It’s time to look at how we work with our sources, and the
impact that this has on citations. I expect many people to say that we all work
differently, but do we? If we fall into a small number of distinct cases then a
computer representation of our research, as opposed to merely our conclusions,
is an achievable goal.
Whether we like it or not, and irrespective of how we
conduct our research, there are different scopes within genealogy. Some
researchers are content with establishing their lineage or pedigree; some would
like to look at the history of their family; some have a much more general
interest in history, including the backdrop to their family’s lives, and the
micro-history of places, groups, and other subjects.
It’s difficult to break these into hard categories as it is
really a greyscale dependent upon our personal goals and interests. However, it
is much easier to categorise the fruits of our research. The consensus seems to
be that this is either conclusions or
evidence-and-conclusions, with
citation of sources being the differentiating factor, but this is certainly an
oversimplification, and maybe even a misuse of those same terms.
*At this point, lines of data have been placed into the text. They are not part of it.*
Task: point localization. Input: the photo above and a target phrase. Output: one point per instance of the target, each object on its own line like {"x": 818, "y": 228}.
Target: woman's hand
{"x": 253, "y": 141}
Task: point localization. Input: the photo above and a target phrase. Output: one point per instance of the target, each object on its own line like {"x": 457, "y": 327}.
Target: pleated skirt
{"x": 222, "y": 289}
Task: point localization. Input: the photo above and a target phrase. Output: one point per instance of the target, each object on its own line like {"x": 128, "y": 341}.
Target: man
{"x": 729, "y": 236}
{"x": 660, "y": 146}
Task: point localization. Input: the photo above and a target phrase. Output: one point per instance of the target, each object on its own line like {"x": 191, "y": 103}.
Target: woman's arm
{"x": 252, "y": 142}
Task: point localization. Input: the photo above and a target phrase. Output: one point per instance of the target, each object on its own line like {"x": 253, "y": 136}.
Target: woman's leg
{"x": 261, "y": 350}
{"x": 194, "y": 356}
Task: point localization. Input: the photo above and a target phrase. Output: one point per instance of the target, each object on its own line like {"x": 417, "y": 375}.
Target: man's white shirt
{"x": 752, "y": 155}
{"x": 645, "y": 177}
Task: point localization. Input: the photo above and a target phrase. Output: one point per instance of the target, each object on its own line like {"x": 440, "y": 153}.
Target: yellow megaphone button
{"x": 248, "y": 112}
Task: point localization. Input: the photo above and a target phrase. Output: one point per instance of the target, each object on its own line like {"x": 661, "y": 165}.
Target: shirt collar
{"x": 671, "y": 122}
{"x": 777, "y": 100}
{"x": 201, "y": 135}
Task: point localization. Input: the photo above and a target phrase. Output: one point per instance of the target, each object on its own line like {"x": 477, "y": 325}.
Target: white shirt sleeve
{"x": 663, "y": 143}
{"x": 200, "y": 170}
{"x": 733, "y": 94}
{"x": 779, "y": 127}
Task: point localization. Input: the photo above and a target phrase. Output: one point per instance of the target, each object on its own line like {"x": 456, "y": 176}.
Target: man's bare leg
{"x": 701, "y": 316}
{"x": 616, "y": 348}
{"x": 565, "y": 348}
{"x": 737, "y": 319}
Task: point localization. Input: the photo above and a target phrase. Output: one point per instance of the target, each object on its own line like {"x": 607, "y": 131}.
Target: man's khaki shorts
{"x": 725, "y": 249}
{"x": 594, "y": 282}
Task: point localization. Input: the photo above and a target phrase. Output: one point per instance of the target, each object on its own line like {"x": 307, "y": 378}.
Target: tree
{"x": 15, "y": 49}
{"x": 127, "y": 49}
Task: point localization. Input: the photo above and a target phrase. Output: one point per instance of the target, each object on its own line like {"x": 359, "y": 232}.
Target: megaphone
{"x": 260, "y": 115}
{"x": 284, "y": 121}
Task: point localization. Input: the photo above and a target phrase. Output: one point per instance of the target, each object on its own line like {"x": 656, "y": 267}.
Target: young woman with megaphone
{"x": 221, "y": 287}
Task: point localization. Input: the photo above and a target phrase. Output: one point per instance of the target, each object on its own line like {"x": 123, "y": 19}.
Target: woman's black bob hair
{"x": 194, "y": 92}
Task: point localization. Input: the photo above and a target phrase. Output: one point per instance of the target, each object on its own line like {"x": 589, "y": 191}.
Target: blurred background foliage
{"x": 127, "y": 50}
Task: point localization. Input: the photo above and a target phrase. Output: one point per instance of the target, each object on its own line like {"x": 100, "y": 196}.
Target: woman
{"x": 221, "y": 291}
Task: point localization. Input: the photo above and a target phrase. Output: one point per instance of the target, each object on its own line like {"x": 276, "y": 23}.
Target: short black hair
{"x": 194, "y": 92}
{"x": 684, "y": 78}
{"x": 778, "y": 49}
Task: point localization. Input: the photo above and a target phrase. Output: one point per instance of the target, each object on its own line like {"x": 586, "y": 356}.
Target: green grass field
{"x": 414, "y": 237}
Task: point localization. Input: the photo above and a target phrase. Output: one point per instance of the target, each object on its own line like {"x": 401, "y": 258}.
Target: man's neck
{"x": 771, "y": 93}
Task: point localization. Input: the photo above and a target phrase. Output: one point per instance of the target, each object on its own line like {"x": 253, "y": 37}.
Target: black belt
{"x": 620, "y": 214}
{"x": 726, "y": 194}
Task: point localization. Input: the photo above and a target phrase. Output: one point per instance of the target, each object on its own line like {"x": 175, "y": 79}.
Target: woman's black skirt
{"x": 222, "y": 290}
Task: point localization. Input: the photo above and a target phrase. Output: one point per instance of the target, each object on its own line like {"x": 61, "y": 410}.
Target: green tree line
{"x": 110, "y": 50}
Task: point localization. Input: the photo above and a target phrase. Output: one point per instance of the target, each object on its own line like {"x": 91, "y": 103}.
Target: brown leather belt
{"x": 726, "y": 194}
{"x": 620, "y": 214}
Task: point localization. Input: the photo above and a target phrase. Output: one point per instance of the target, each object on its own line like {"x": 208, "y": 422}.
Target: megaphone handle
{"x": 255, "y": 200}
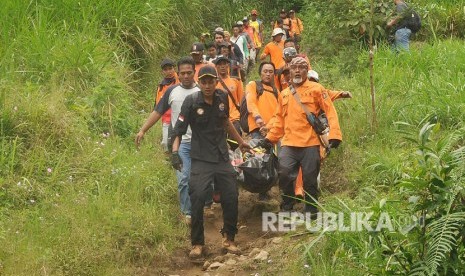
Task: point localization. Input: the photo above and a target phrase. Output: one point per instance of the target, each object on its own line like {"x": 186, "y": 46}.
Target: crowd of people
{"x": 199, "y": 101}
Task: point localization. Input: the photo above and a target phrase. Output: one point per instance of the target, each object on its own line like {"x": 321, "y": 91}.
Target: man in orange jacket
{"x": 261, "y": 107}
{"x": 232, "y": 87}
{"x": 169, "y": 78}
{"x": 300, "y": 144}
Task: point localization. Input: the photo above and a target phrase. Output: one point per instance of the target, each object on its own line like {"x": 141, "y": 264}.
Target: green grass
{"x": 425, "y": 83}
{"x": 73, "y": 202}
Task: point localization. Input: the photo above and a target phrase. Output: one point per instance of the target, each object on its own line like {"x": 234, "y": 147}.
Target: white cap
{"x": 312, "y": 74}
{"x": 277, "y": 31}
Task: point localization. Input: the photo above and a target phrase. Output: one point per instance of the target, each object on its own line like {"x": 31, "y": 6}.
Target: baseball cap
{"x": 312, "y": 74}
{"x": 289, "y": 53}
{"x": 166, "y": 62}
{"x": 221, "y": 58}
{"x": 207, "y": 71}
{"x": 277, "y": 31}
{"x": 197, "y": 48}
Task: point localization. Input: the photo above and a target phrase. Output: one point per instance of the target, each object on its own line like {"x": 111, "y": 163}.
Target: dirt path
{"x": 250, "y": 236}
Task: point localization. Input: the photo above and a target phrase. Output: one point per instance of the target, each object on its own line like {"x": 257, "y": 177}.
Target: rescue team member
{"x": 261, "y": 108}
{"x": 250, "y": 31}
{"x": 286, "y": 23}
{"x": 211, "y": 52}
{"x": 274, "y": 49}
{"x": 234, "y": 65}
{"x": 300, "y": 145}
{"x": 197, "y": 55}
{"x": 231, "y": 87}
{"x": 334, "y": 134}
{"x": 169, "y": 78}
{"x": 297, "y": 26}
{"x": 234, "y": 50}
{"x": 207, "y": 113}
{"x": 258, "y": 34}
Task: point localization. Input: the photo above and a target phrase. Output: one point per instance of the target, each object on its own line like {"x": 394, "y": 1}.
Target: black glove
{"x": 334, "y": 143}
{"x": 176, "y": 161}
{"x": 265, "y": 143}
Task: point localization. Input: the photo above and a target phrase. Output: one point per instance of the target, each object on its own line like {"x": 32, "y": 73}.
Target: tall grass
{"x": 77, "y": 77}
{"x": 425, "y": 84}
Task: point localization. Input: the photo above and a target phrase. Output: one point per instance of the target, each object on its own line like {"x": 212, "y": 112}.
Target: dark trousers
{"x": 290, "y": 159}
{"x": 223, "y": 175}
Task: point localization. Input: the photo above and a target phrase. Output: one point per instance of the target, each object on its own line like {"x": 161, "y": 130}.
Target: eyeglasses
{"x": 298, "y": 67}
Let’s start by analysing the most simplistic of scope: that
of a plain family tree or pedigree. This would consist of an assemblage of
so-called “facts”: the names, dates, and places corresponding to the family’s
vital events, and their lineage-based relationships. Without any sources then
these “facts” are merely unsubstantiated claims, but what would source
citations add to them? As I recently commented on one of James Tanner’s posts (Why
not a ranking and review system for online family tree databases), it
doesn’t necessarily make the data any more accurate. I have seen many online
trees that cite census entries, or vital events, and yet are entirely wrong;
often with clearly impossible implications. Conversely, the absence of source
citations may mean that the tree was posted as "cousin bait" rather
than being a complete genealogy. At best, we might deduce that the inclusion of
citations means (a) that the data wasn’t simply copied from another tree, and
(b) that some effort was made to include that source information. However, the
ease with which online trees can add electronic citations — more accurately
described as electronic bookmarks (see Citations
for Online Trees) — weakens that latter deduction. Also, those electronic
citations are usually constrained to online data hosted by the same provider,
and so would not be a general mechanism.
A deeper issue is that these family-tree citations — whether
electronic or in traditional reference-note form — only work because the underlying data is a mere assemblage of
“facts”. A simple list of sources might constitute a proof summary, but that assumes that the evidence from those
sources is direct and non-conflicting for each claim. Dealing with the more
complex cases is often referred to as Inferential
Genealogy, but the representation of these cases, such as my establishing the
parentage of Sarah Hunt in the latter part of My
Ancestor Changed Their Surname, cannot suffice with a plain citation, or
even with a group of plain citations. If there isn’t a direct relationship
between a “fact” and its source then you need a proof argument, and that may require a little more than just
narrative. Although you would write such a proof argument using narrative, it may
need to make correlated references to multiple subjects, such as people, and to
multiple sources of information. If the online tree allowed you to upload this
narrative as plain text then it would have to be associated with a specific
person, or family, and the essential structure and relevance to other subjects
would be lost as a result.
On the surface of it, this appears to be saying that it’s
not enough to say where your information came from, and that you must also indicate
how it relates to your claims. The issue is more subtle, though, for any
computer representation — including online trees — since the structure and
position of that proof argument is crucially important. Returning to the case
of Sarah Hunt’s parentage, an associated proof argument would be as relevant to
both of her parents as to herself, and it may include non-familial persons in
the general case, so where do you attach it? Also, simply identifying a Frances
Hunt as her mother because such-and-such wouldn’t be enough if there were
multiple people with that name in the same tree.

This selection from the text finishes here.